『生命はなぜ生まれたのか―地球生物の起源の謎に迫る』★★★ (幻冬舎新書)


 一般向けの科学書は大きく二つに分かれる。サイエンス・ライターが書いた本と研究者が一般向けに書いた本だが,それぞれに長所,欠点がある。前者は読みやすく関連する分野が過不足なく取り上げられているが,まだ決着が付いていない分野については両論併記になるのが普通だ。一方,後者の著者は原則的に論文の書き手であって読み物系の文章を書くのは得意ではないが,自分の専門については「世界的にはこちらの説を指示する専門家が多いが,自分はこれは間違っていると考えている。理由は・・・」という具合に著者の考えがストレートに書かれていることが多い。また,最先端の研究分野に触れられるのも後者の本の魅力だ。

 本書は深海熱水活動域研究の最前線に立つ研究者であり,その専門分野の研究を紹介したのが本書である。つまり後者のタイプの書き手だ。普通なら文章が下手だろうと考えてしまうが,本書の著者は明快で軽妙洒脱な文体を自在に操っているのである。名文家タイプではないが,「関西人のノリ」(ちなみに著者は京都生まれ)で最後まで読み手を惹きつける文章が書ける人なのだ。研究者の文章としてはかなり異質であるが,「一人ツッコミ,一人ボケ」までしていてノリノリの文体は読んでいて楽しい。

 そういう軽い文体だが,内容はかなりハードで高度である。多分,「高校の化学,生物学なら全て知っている」程度では歯が立たない部分が結構あると思う。つまり,オチャラケ文体という羊の皮を被った狼である。


 そして内容が輪をかけて面白い。今日主流となっている「原初の地球での生命誕生のプロセス」について,ことごとく否定しているのだ。つまり,「地球における最初の生命体は深海底の比較的低温の熱水活動域で生まれた」という定説も,「DNA誕生の前にRNAだけで遺伝子複写をしていた "RNAワールド" があった」という定説も,本書の筆者はそのどちらも間違っていると主張し,極めて強固な論理で自信満々に一刀両断して自説を展開するのだ。そのさまは読んでいて爽快ですらある。

 なぜ著者は自信満々に「定説」を否定できるのか。それは実際の海底熱水活動域を世界の誰より見てきて,誰よりもよく知っているという自信と自負があるからだ。やはり,現場を知っているものが一番強いのである。現実を知らない人間が頭でこねくり回して作った理論と現場を知った上で作り上げた理論では,背景がまるで違うし,いわば背負っているものが違うのだ。地に足がついていて自由に想像の翼を広げるのと,最初から宙に浮いているだけの空論は別物なのである。

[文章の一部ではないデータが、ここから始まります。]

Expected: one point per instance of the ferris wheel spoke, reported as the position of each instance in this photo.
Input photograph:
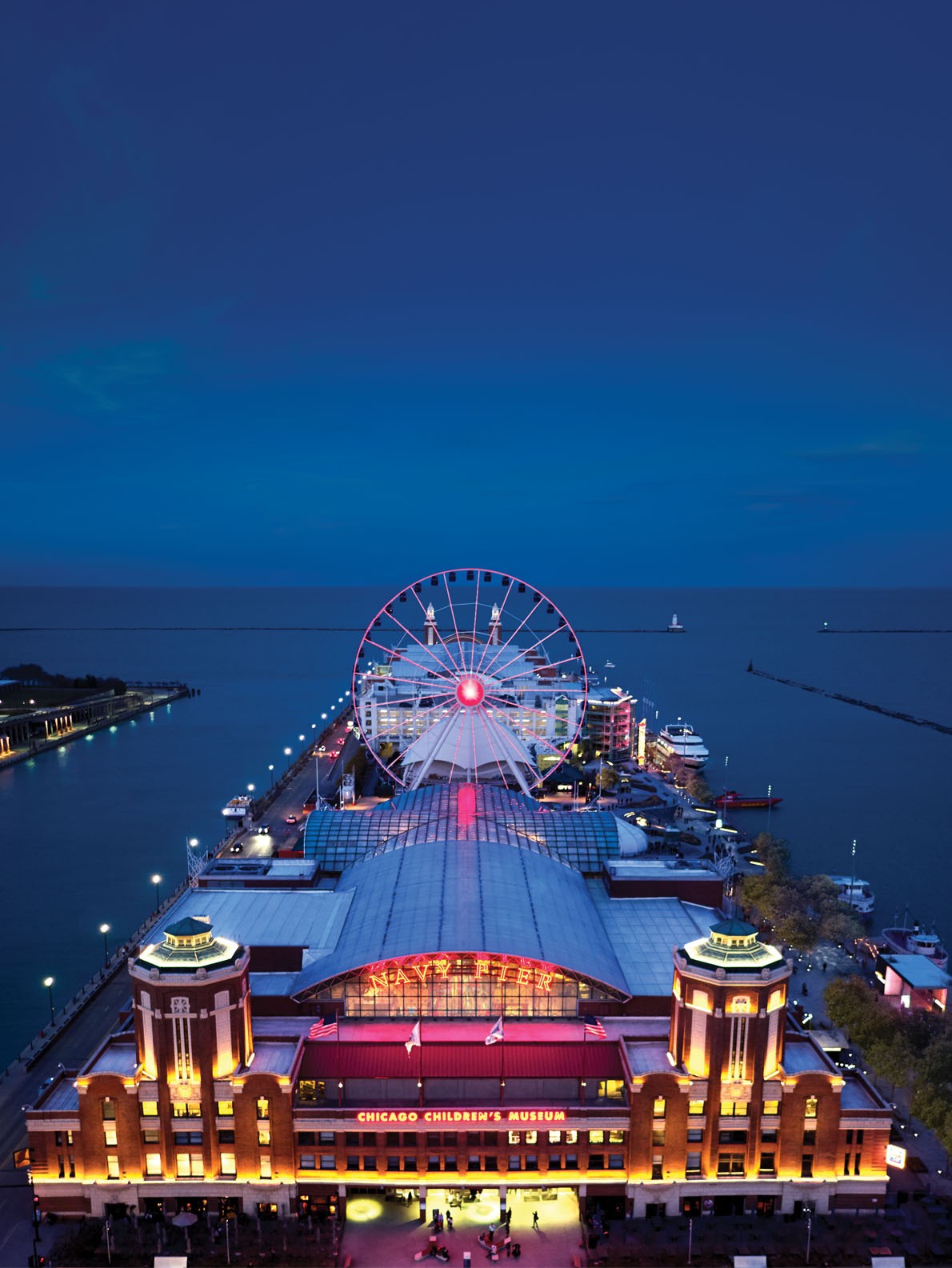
(509, 641)
(455, 754)
(462, 666)
(410, 634)
(476, 619)
(410, 717)
(416, 739)
(540, 713)
(527, 650)
(549, 665)
(502, 609)
(402, 656)
(481, 710)
(450, 690)
(442, 641)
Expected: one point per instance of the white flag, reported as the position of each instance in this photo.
(494, 1035)
(414, 1042)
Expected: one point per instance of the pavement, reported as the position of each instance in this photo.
(386, 1234)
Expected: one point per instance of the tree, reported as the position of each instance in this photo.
(698, 786)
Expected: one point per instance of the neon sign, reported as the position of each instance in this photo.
(462, 1116)
(397, 974)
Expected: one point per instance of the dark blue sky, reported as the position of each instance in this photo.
(650, 293)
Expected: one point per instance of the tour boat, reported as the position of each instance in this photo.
(238, 808)
(917, 941)
(732, 800)
(854, 893)
(678, 739)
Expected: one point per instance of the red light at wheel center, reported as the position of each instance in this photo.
(470, 691)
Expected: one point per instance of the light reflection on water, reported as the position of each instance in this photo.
(82, 834)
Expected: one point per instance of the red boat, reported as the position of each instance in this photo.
(732, 800)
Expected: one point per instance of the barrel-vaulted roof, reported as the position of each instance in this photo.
(468, 895)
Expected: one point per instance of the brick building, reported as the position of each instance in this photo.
(293, 1042)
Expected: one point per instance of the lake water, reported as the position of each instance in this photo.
(85, 827)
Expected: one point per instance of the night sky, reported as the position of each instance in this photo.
(630, 293)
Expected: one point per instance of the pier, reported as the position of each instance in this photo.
(26, 733)
(851, 700)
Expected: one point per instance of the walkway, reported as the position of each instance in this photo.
(386, 1234)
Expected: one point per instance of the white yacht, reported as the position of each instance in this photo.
(678, 739)
(854, 893)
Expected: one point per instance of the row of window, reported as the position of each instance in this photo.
(455, 1163)
(188, 1109)
(458, 1139)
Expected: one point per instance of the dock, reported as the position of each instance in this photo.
(24, 733)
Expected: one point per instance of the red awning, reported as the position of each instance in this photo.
(327, 1059)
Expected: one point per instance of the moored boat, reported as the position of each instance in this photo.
(915, 941)
(238, 808)
(732, 800)
(854, 893)
(678, 739)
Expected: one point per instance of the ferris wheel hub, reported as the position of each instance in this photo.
(470, 693)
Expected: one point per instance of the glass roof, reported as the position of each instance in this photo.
(468, 895)
(466, 812)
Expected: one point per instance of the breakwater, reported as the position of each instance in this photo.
(852, 700)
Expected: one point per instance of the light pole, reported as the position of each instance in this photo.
(809, 1231)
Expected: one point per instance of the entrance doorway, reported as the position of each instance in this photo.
(730, 1203)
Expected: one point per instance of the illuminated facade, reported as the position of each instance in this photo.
(310, 1042)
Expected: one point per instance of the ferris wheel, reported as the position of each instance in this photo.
(473, 676)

 これまで本サイトでは生命誕生に関する本をいくつか紹介してきたが,本書の著者のスタンスが他の類書と全く違うのは次の2点である。

  1. 個々の生命でなく,生命体が持続できる環境と渾然一体としたものとして生命体を捉えている点
  2. 物質でなく「エネルギー」を中心にしている点

 これが最もよく表れているのは「第3章 生命発生以前の化学進化過程」である。ここで著者は「生命の定義は気にしていない。生命が生命のみで存在することはあり得ない。生命を取り囲み,生命を含んだ環境のあり方やその中のエネルギーや物質の流れの方がもっと重要ではないか」という文章からも明らかだ。要するに,原始の地球で誕生した生命体が生き延びるためには,何とかして外部(=環境)からエネルギーを得るしかないのだ。しかも,そのエネルギー源は持続的に提供されるものでなければいけない(原初の生命体がエネルギー源を求めて自由に動き回ったとは考えられないから)。すなわち,環境から持続的にエネルギーを作り出せなければ,誕生した生命体はすぐに死滅してしまったはずだ。つまり,生命体は環境と表裏一体であり不可分なのである。生命の起源について述べた説は多数あるが,環境との関係をここまで問い詰めたものはなかったと思う。このあたりは,深海熱水活動域といういわば極限状態を生存域とする生物を誰よりも知る筆者ならではの視点だろうと思う。

 原初の生命体のエネルギー源は原始有機物発酵だったと考えられているが,この生命体は周囲の有機物を消費し尽くした時点で死滅していった(その意味で,35億年前の太古の深海熱水活動域では生命が新たに生まれてはすぐに死んでいったと,筆者は述べている)。いわば「一発屋生命」だ。しかしその一発屋の中で,硫化鉱物表面での原始代謝(水素資化性メタン生成など)を取り込んだ生命体が出現し,深海熱水活動域から持続的に供給される水素をエネルギー源とする生命集合体が出現した,というのが本書の考えるストーリーである。そして,40億年前の原始海水の化学組成と,当時の海洋地殻の構造と構成から,実際に水素が持続的に発生することを実験室レベルで証明していくのだ。その考察過程はきわめて論理的でありスリリングですらある。


 本書は筆者の研究の最前線を伝えるものだが,文章は前述のように「関西人のノリ」そのままで非常にわかりやすく,何より比喩が秀逸だ。例えば,「エネルギーをATPに換える3つの方法」という部分で,「発酵は物々交換。呼吸と光合成は基本使用は同じだが金融業のノウハウが入る。TCA回路はいわば“ロンダリング”であり,電子伝達系は資産運用部だ」という比喩は,エネルギー代謝の本質を突いていて見事だと思う。何より具体的イメージが読者にきちんと伝わるではないか。意表を突く比喩で本質を伝える技術は,一般向けの本を書く科学者に必須の才能だと思うが,これはまさにそのよい例だと思う。


 地球における最初の生命体がどのように誕生したのか,という地球最大の謎に興味を持っている人なら,是非読んでみるべき良書だと思う。何より,新たな知の地平を切り開こうとする研究者の気迫が,これから科学を目指そうと考えている若い読者にとっては何より刺激になるだろう。